Projectile motion: determine launch angle

[justsway17]

Homework Statement

A cannon is supported one meter above the top of a 20 degree declining slope of length 200m. The cannon has a launch velocity of 55m/s. There is a ball halfway down this slope moving at a constant velocity of 20m/s.

-Determine the angle $\Theta$ required for the projectile to hit the bottom of the hill within one degree.
-How long does the projectile take to hit the bottom of the hill?
-There is a target moving at a constant velocity of 20m/s down the hill. How long should you delay firing to hit the target as it reaches the bottom of the hill?
-Find the maximum distance this projectile can travel as measured from the bottom of the hill.

Homework Equations

x=x$_{0}$+v$_{0x}$t
v$_{y}$=v$_{0y}$t-gt$^{2}$
y=y$_{0}$+v$_{0y}$t-0.5gt$^{2}$
v$^{2}_{y}$=v$^{2}_{0y}$-2g(y-y$_{0}$)

The Attempt at a Solution

I have tried using all of the two-dimensional kinematics equations with some success but the problem is that $\Theta$ is unknown so I can't find t or v$_{fy}$.
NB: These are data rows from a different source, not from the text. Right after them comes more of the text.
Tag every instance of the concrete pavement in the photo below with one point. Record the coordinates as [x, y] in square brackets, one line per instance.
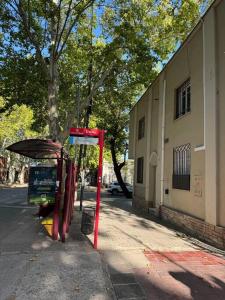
[145, 259]
[138, 257]
[35, 267]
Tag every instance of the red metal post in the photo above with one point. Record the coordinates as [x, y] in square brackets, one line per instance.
[98, 196]
[55, 229]
[67, 199]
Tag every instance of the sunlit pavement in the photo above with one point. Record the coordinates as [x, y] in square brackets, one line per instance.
[147, 260]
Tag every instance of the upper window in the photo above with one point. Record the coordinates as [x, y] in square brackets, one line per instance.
[183, 99]
[182, 167]
[140, 169]
[141, 128]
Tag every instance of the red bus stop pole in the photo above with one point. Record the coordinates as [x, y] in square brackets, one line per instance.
[99, 181]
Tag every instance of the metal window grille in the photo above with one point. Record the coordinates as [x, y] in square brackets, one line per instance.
[141, 128]
[140, 169]
[182, 167]
[183, 99]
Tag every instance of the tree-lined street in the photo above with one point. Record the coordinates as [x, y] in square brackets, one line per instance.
[138, 258]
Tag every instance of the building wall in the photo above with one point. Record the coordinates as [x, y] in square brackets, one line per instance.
[140, 150]
[189, 128]
[220, 56]
[132, 134]
[202, 59]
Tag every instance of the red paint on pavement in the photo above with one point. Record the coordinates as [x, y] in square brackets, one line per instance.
[182, 275]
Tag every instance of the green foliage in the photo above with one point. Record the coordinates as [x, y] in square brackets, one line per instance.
[16, 123]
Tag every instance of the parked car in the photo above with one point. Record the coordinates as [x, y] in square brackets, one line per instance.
[115, 188]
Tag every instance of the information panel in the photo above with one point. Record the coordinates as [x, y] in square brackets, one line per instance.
[42, 185]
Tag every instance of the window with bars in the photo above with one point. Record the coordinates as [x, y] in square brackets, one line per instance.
[182, 167]
[183, 99]
[140, 169]
[141, 128]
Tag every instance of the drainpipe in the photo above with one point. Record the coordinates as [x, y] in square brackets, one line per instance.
[162, 143]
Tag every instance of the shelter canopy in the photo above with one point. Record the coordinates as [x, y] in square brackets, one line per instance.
[37, 148]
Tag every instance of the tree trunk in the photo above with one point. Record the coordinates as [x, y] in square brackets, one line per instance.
[117, 170]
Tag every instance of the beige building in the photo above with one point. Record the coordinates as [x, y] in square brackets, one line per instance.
[177, 134]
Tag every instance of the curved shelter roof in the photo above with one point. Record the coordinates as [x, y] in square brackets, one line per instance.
[37, 148]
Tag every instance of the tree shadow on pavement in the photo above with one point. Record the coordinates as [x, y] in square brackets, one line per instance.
[200, 288]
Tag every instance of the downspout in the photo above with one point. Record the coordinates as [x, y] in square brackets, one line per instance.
[162, 143]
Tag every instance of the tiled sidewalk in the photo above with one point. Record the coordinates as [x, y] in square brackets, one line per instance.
[182, 275]
[145, 260]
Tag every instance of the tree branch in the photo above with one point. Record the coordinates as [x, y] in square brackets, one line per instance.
[96, 87]
[88, 4]
[23, 17]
My best attempts are as so:
v$_{yf}$=55sin$\Theta$-9.81t
188=55cos($\Theta$)t
188=0+55cos($\Theta$)t-4.9t$^{2}$

The diagram for the problem is attached.
Either it is algebra more complicated than I am used to or I am missing something very simple. I am confident that if I could solve for $\Theta$ OR t I could finish the problem easily. I can't seem to get a solveable equation. Thank you for your help and I apologize if there are syntax errors as I am a first time user.

 

[yands]

There is inconsistency , the questions on the attachment and the problem statement you provided . I would like to help you but there are some ambiguity .

 

[justsway17]

I apologize for that. I just updated the post to match the wording of the diagram exactly. I have continued to work on this problem and used a few pages of paper, but still have not been able to find a way to solve for theta.

 

[yands]

You have to find the range in terms of the initial angle then try to optimize it . That is how I solved it . You have to think why one needs an optimization approach to solve this problem.

 

[HalfLostAndSearching]

I would approach this problem by breaking it down into smaller, solvable parts and using the given information to guide my calculations.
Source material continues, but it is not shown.